Attorney General Eric Holder said that the United States should reinstitute the Clinton-era “assault weapons” ban on the sale of arbitrarily selected semiautomatic guns in order (at least in fantasy land) to reduce the violence of Mexican drug gangs.
Secretary of State Hillary Clinton added, “I feel very strongly we have a co-responsibility. Our insatiable demand for illegal drugs fuels the drug trade. Our inability to prevent weapons from being illegally smuggled across the border to arm these criminals causes the deaths of police officers, soldiers and civilians.”
Clinton is right about one thing: the United States does “have a co-responsibility” for drug-related Mexican violence. The United States wages a war on drugs at home and abroad while encouraging the Mexican government to follow suit, a policy primarily responsible for drug-related violence.
We know perfectly well how to end drug-trade-related violence both in Mexico and in the United States. End the war on drugs. But few politicians have the courage or integrity to state this simple fact, at least in public.
This is yet another example of how drug prohibition promotes gun prohibition, a topic I discussed in 2000 (though I no longer endorse the Libertarians).

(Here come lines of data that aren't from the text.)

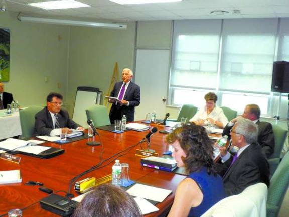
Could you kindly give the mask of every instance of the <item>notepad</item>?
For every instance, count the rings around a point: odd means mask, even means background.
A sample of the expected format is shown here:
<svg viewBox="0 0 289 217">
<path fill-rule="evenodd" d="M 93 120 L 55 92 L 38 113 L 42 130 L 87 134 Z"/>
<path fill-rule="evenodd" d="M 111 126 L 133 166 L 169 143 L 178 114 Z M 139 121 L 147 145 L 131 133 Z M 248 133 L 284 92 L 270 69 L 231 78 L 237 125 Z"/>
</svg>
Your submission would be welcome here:
<svg viewBox="0 0 289 217">
<path fill-rule="evenodd" d="M 0 184 L 20 183 L 22 181 L 19 170 L 0 171 Z"/>
<path fill-rule="evenodd" d="M 160 202 L 163 202 L 172 193 L 170 190 L 141 184 L 135 184 L 126 192 L 131 196 L 142 197 Z"/>
</svg>

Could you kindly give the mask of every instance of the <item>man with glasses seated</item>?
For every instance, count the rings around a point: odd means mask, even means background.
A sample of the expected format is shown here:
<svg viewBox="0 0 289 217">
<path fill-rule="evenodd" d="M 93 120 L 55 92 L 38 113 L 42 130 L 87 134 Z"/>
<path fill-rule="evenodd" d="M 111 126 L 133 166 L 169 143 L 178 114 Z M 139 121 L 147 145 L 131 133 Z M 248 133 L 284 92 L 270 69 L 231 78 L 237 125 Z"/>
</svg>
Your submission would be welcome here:
<svg viewBox="0 0 289 217">
<path fill-rule="evenodd" d="M 34 134 L 36 136 L 58 136 L 66 132 L 72 132 L 71 129 L 80 131 L 82 127 L 69 118 L 68 112 L 61 108 L 62 96 L 57 93 L 49 93 L 46 99 L 47 106 L 35 115 Z"/>
<path fill-rule="evenodd" d="M 242 117 L 252 121 L 258 126 L 258 142 L 262 147 L 263 151 L 269 157 L 274 152 L 275 140 L 272 125 L 269 122 L 260 121 L 261 111 L 258 105 L 250 104 L 245 107 Z M 225 127 L 223 131 L 223 135 L 228 135 L 229 137 L 230 130 L 234 126 L 238 119 L 241 117 L 237 117 L 231 120 Z"/>
<path fill-rule="evenodd" d="M 258 182 L 269 186 L 269 164 L 257 142 L 258 126 L 247 119 L 239 118 L 230 131 L 232 144 L 239 148 L 233 157 L 225 147 L 220 148 L 224 167 L 223 180 L 227 196 L 238 194 Z"/>
</svg>

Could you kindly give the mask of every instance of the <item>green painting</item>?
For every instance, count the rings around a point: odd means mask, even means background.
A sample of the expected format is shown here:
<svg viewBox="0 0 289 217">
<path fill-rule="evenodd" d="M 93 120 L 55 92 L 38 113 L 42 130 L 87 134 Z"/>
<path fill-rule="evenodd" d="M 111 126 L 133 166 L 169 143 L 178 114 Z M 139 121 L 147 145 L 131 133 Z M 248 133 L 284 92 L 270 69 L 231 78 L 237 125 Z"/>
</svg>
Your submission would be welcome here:
<svg viewBox="0 0 289 217">
<path fill-rule="evenodd" d="M 0 81 L 9 81 L 10 30 L 0 28 Z"/>
</svg>

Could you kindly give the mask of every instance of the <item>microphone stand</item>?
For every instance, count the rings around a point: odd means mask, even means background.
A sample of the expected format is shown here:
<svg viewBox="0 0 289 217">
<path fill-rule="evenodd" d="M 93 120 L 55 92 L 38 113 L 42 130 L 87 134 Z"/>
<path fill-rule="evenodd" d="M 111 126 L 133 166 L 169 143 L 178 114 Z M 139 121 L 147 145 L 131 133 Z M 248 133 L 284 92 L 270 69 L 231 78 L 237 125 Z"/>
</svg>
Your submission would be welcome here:
<svg viewBox="0 0 289 217">
<path fill-rule="evenodd" d="M 153 153 L 156 152 L 156 151 L 154 149 L 150 149 L 150 148 L 151 147 L 151 137 L 147 138 L 147 143 L 148 144 L 148 148 L 147 149 L 144 149 L 143 151 Z"/>
<path fill-rule="evenodd" d="M 91 145 L 91 146 L 98 146 L 100 145 L 100 143 L 99 142 L 97 142 L 95 141 L 94 138 L 95 137 L 95 133 L 96 132 L 94 130 L 93 130 L 93 136 L 92 137 L 92 141 L 88 141 L 86 143 L 87 145 Z"/>
</svg>

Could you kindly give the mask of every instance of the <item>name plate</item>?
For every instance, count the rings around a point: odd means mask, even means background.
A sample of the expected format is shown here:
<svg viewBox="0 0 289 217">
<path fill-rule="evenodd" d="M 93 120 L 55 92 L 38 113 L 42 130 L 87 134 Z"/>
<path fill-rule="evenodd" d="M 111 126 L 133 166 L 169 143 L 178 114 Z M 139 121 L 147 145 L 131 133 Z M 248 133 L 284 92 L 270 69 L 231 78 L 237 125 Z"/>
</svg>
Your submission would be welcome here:
<svg viewBox="0 0 289 217">
<path fill-rule="evenodd" d="M 136 153 L 135 153 L 135 155 L 141 157 L 151 157 L 151 156 L 158 157 L 159 154 L 155 152 L 150 152 L 141 149 L 136 149 Z"/>
<path fill-rule="evenodd" d="M 20 160 L 21 160 L 21 157 L 20 157 L 6 153 L 2 153 L 1 155 L 0 155 L 0 158 L 16 163 L 17 164 L 20 163 Z"/>
</svg>

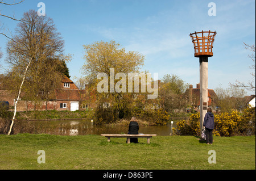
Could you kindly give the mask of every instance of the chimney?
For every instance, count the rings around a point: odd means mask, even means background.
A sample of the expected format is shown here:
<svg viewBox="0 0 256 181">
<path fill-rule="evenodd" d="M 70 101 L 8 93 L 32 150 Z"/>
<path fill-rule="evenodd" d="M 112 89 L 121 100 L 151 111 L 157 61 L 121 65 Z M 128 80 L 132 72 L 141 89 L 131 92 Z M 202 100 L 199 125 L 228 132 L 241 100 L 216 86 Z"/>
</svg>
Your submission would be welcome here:
<svg viewBox="0 0 256 181">
<path fill-rule="evenodd" d="M 192 95 L 193 95 L 193 86 L 192 85 L 189 85 L 189 89 L 188 91 L 188 99 L 190 103 L 192 102 Z"/>
<path fill-rule="evenodd" d="M 197 83 L 196 85 L 196 89 L 200 89 L 200 83 Z"/>
</svg>

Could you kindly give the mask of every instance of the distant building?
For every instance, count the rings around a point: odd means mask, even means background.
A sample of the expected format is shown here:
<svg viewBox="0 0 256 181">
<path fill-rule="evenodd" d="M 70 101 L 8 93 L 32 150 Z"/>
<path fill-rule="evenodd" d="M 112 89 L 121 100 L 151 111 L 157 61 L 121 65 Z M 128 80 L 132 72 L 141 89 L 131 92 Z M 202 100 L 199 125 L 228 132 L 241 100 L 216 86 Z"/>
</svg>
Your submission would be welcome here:
<svg viewBox="0 0 256 181">
<path fill-rule="evenodd" d="M 83 103 L 85 99 L 85 90 L 79 90 L 74 82 L 65 75 L 60 83 L 60 88 L 55 90 L 55 95 L 51 100 L 41 101 L 36 105 L 33 101 L 22 100 L 22 92 L 20 100 L 17 104 L 17 111 L 55 110 L 73 111 L 88 108 L 88 105 L 84 105 Z M 15 98 L 15 95 L 11 91 L 3 89 L 0 90 L 0 100 L 7 101 L 10 107 L 14 106 Z"/>
<path fill-rule="evenodd" d="M 189 88 L 185 92 L 185 96 L 191 106 L 197 111 L 200 110 L 200 83 L 196 85 L 196 88 L 193 88 L 192 85 L 189 85 Z M 213 111 L 217 110 L 216 102 L 217 96 L 213 89 L 208 89 L 208 106 L 210 107 Z"/>
</svg>

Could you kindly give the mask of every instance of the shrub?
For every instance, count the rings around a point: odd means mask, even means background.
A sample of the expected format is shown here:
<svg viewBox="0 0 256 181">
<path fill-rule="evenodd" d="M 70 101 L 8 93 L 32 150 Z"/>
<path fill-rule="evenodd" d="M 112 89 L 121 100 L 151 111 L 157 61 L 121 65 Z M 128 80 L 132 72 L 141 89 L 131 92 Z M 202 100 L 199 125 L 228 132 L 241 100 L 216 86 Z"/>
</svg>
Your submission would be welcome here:
<svg viewBox="0 0 256 181">
<path fill-rule="evenodd" d="M 255 134 L 255 108 L 247 107 L 241 113 L 233 111 L 230 113 L 214 115 L 215 136 L 232 136 Z M 192 114 L 188 121 L 177 123 L 176 128 L 173 128 L 174 134 L 179 135 L 200 135 L 200 113 Z"/>
<path fill-rule="evenodd" d="M 117 111 L 112 108 L 102 108 L 98 107 L 96 108 L 94 117 L 96 125 L 102 125 L 115 123 L 118 119 Z"/>
<path fill-rule="evenodd" d="M 200 113 L 192 114 L 188 120 L 183 120 L 177 122 L 176 129 L 173 128 L 174 134 L 200 135 Z"/>
</svg>

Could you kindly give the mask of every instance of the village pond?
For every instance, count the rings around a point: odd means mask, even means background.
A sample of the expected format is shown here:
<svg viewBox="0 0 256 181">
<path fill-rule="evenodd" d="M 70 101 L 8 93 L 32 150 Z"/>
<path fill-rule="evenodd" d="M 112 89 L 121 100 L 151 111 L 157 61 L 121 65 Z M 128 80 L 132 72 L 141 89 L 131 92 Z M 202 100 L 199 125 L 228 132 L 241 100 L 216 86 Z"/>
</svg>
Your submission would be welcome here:
<svg viewBox="0 0 256 181">
<path fill-rule="evenodd" d="M 86 135 L 109 133 L 127 134 L 128 125 L 95 125 L 92 127 L 91 120 L 89 119 L 18 121 L 16 125 L 22 125 L 28 132 L 35 134 L 50 134 L 57 135 Z M 176 121 L 172 125 L 176 127 Z M 24 131 L 24 132 L 26 132 Z M 22 131 L 23 132 L 23 131 Z M 161 126 L 139 127 L 139 133 L 156 134 L 158 136 L 168 136 L 172 133 L 171 124 Z"/>
</svg>

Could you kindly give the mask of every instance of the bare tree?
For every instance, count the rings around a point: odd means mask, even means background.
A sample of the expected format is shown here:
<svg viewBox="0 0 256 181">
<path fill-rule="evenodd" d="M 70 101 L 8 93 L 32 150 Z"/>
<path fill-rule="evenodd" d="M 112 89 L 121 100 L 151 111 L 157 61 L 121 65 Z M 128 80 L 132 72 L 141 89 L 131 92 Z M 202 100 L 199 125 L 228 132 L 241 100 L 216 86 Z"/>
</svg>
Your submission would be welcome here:
<svg viewBox="0 0 256 181">
<path fill-rule="evenodd" d="M 23 2 L 24 1 L 24 0 L 20 0 L 20 1 L 18 1 L 18 2 L 15 2 L 15 1 L 14 1 L 13 3 L 9 3 L 9 2 L 6 2 L 3 0 L 0 0 L 0 5 L 6 5 L 6 6 L 13 6 L 13 5 L 16 5 L 20 4 L 22 2 Z M 11 17 L 10 15 L 4 15 L 4 14 L 2 14 L 1 13 L 1 11 L 0 11 L 0 16 L 5 17 L 5 18 L 6 18 L 7 19 L 12 19 L 12 20 L 15 20 L 15 21 L 23 21 L 22 19 L 16 19 L 16 18 L 15 18 L 14 16 Z M 4 30 L 3 25 L 2 24 L 1 24 L 1 22 L 0 22 L 0 30 L 2 31 L 2 32 L 0 31 L 0 34 L 1 35 L 2 35 L 5 36 L 5 37 L 7 37 L 9 39 L 11 39 L 9 36 L 8 36 L 7 35 L 6 33 L 5 33 L 3 32 L 3 30 Z"/>
<path fill-rule="evenodd" d="M 40 92 L 48 91 L 48 87 L 44 86 L 44 83 L 49 80 L 55 82 L 55 78 L 51 79 L 49 76 L 60 75 L 52 73 L 63 64 L 62 61 L 68 61 L 70 58 L 63 54 L 64 41 L 51 18 L 39 16 L 34 10 L 30 10 L 24 14 L 23 19 L 26 22 L 18 24 L 16 35 L 7 46 L 6 61 L 10 65 L 9 75 L 11 79 L 20 82 L 8 134 L 11 132 L 22 90 L 31 99 L 40 97 Z"/>
<path fill-rule="evenodd" d="M 246 49 L 250 50 L 253 52 L 255 52 L 255 45 L 249 45 L 245 43 L 243 44 L 245 45 L 245 48 Z M 254 64 L 253 65 L 250 67 L 250 69 L 254 70 L 254 71 L 251 73 L 251 75 L 253 76 L 251 81 L 248 81 L 248 82 L 247 83 L 245 83 L 242 82 L 240 82 L 238 80 L 236 81 L 236 83 L 229 83 L 230 86 L 234 86 L 235 87 L 242 87 L 245 88 L 247 90 L 253 90 L 255 92 L 255 53 L 253 53 L 251 55 L 248 55 L 248 57 L 250 58 Z"/>
</svg>

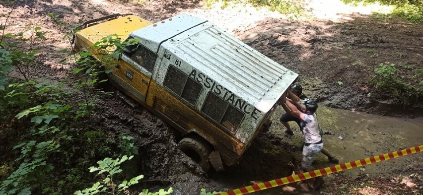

Gun-rights advocates who endorse drug prohibition act as destroyers of their own cause.
Having been involved with treatment of drug users since 1968 and named to the team of Nixon’s first declaration of war in June, 1971, the supposed ‘cure’ has become worse than the disease. We created a new private prison industry, we have incarcerated more of a percentage of our citizens than any other country in the world, we have surrendered our civil rights, and tagged too many young people with a criminal label for life. Come on folks! We don’t need a ‘War on Drugs’ we need common sense.